Es klopfte leise an der Tür, und Peggy brachte ein Tablett mit Speisen und Getränken, die sie auf dem Tisch verteilte.

»Wir brauchen noch einen Kelch für unseren Freund«, befahl Tasdron. »Und einen weiteren für den Gast, der noch nicht eingetroffen ist.«

»Ja, Herr«, sagte Peggy.

»Ich hoffe sehr«, sagte Tasdron und musterte die Sklavin, »daß er überhaupt kommt.«

»Ich hoffe es auch, Herr«, flüsterte sie zitternd, richtete sich auf und floh förmlich aus dem Zimmer.

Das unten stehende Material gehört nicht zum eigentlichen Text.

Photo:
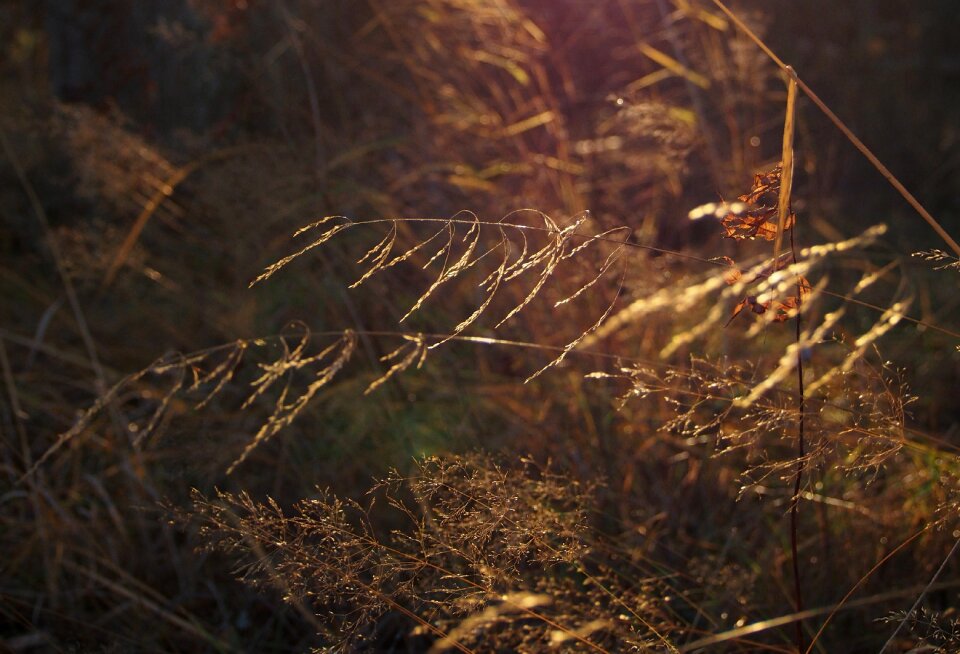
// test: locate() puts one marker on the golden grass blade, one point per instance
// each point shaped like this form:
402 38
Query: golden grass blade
857 143
786 173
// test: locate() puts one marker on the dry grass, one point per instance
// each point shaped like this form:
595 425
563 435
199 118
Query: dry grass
219 438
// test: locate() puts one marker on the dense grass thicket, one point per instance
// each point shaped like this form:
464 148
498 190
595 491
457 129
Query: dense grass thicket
479 326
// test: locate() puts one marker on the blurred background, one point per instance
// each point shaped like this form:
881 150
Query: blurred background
158 154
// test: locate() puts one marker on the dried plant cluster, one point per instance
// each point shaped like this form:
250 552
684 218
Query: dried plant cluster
484 559
713 434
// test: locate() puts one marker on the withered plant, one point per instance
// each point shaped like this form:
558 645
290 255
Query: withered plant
701 418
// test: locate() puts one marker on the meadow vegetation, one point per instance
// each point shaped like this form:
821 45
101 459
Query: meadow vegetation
482 325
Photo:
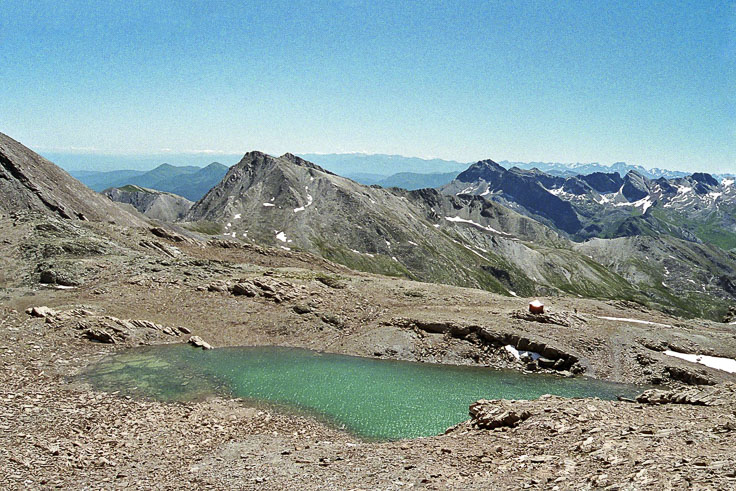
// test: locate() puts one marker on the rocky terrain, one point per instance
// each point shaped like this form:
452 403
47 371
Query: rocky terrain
159 205
75 291
189 182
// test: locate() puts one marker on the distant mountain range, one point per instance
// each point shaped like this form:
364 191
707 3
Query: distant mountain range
30 183
659 242
695 207
158 205
189 182
502 230
415 173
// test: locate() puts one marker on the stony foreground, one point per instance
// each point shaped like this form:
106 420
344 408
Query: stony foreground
57 432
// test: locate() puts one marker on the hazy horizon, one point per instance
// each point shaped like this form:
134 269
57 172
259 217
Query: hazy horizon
649 84
72 162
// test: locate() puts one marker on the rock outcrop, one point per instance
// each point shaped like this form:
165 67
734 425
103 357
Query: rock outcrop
158 205
491 414
29 182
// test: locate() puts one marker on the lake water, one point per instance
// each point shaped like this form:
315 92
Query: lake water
372 398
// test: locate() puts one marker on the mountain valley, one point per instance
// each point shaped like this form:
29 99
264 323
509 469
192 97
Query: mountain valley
282 252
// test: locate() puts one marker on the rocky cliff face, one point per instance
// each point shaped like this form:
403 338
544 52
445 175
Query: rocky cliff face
29 182
158 205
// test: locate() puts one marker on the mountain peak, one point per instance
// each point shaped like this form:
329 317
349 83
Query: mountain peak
488 170
704 178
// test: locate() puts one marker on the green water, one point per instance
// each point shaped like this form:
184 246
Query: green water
372 398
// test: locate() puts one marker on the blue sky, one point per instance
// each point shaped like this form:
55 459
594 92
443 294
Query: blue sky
650 83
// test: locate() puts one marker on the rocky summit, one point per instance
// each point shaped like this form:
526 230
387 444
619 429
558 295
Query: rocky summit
284 253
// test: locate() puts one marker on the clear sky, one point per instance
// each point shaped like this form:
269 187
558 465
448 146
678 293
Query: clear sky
648 82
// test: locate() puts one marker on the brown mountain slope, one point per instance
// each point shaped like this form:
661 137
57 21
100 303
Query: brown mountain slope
29 182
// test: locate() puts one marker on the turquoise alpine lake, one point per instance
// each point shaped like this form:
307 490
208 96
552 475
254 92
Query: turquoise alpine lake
372 398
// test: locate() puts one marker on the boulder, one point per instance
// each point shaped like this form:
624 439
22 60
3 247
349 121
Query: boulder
198 342
246 289
490 414
42 312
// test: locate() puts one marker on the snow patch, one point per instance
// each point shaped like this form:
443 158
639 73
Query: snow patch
717 362
475 224
644 203
635 321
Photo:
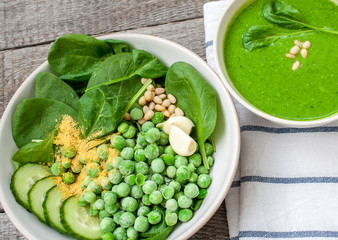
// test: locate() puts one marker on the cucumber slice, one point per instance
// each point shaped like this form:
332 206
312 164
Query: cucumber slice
24 178
51 207
78 222
37 194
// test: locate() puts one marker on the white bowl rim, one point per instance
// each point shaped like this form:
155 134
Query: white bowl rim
238 97
237 142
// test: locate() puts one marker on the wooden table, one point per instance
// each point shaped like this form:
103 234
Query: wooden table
29 27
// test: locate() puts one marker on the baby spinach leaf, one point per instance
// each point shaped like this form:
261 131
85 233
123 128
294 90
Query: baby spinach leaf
76 56
36 152
123 66
36 118
50 86
196 98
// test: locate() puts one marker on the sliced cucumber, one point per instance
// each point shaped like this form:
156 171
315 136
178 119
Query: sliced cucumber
24 178
78 222
51 207
37 194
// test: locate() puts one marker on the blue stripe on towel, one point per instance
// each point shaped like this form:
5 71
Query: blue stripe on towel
254 128
294 234
209 43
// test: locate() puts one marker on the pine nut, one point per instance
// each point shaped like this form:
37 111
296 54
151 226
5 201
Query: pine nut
126 117
148 96
298 43
159 91
166 103
145 109
142 101
141 121
289 55
304 52
159 108
307 44
171 109
295 65
166 113
151 105
179 112
162 96
148 115
144 80
294 50
172 98
150 88
157 100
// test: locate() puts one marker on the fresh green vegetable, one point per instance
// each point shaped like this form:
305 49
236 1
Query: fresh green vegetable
36 118
196 97
50 86
36 152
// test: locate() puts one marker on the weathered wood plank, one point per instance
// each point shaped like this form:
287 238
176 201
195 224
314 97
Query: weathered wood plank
30 22
216 228
17 64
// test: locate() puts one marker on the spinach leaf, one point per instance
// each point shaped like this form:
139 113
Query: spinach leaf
196 98
124 66
76 56
50 86
36 152
119 46
36 118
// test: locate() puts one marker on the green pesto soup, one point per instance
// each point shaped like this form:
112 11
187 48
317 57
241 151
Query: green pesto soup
265 77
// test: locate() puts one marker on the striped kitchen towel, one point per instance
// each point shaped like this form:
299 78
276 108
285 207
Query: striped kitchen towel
286 186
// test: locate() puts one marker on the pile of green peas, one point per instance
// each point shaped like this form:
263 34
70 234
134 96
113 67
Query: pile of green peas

Gleich darauf wurde dreimal energisch an die Seitentür geklopft.

Wir sahen uns an. Glyco zog den Mantel enger um sich, bis das Weiß und Gold seiner Robe wieder verhüllt war. Callisthenes machte es ihm nach und verdeckte die Insignien von Port Cos. Tasdron stand auf und ging durch den äußeren Korridor zur Tür. Wir übrigen erhoben uns.

Gleich darauf erschien Tasdron wieder auf der Schwelle. »Tritt ein«, sagte er.

Ein großer Mann, der einen neutralen Helm trug, erschien an der Tür. Er warf die Kapuze eines langen braunen Reisemantels zurück. Das Surren des Stoffes verriet mir, daß er darunter eine Schwertscheide trug. Er schloß die Tür hinter sich und betrachtete uns. Sein Haar war braun und im Nacken kurzgeschnitten. Seine Wangen waren glattrasiert, sein Kinn ausgeprägt, sein Blick offen und klar.

»Ich bin Tasdron, der Wirt dieser Taverne und habe dich hierher eingeladen«, sagte Tasdron.

»Ich heiße Jason«, stellte ich mich vor, »und arbeite auf den Piers von Victoria.«

»Ich bin Glyco, ein Angehöriger der Kaufmannskaste.«

»Und ich Callimachus, Angehöriger der Kriegerkaste.«

»Ich kenne nur einen Krieger Callimachus«, antwortete der Mann, »und der war früher Hauptmann in Port Cos.«

»Wer ist das?« wandte sich Callisthenes an Tasdron. Seine Stimme klang unfreundlich. Wir alle waren aufgestanden. Ich bemerkte, daß die rechte Hand Callisthenes’ unter seinem Umhang verschwunden war und auf dem Schwertgriff ruhte.

Der Neuankömmling hatte ebenfalls seine Waffe umfaßt.

»Wir sind Leute, die sich wegen einer gemeinsamen Sorge zusammenfinden«, sagte Tasdron.

»Wer ist das?« wollte der Neuankömmling von Tasdron wissen und deutete mit einer Kopfbewegung auf Callisthenes.

An der Tür entstand ein leises Geräusch, und der neue Mann suchte sofort Schutz mit dem Rücken zur Wand, wobei er keinen von uns aus den Augen ließ.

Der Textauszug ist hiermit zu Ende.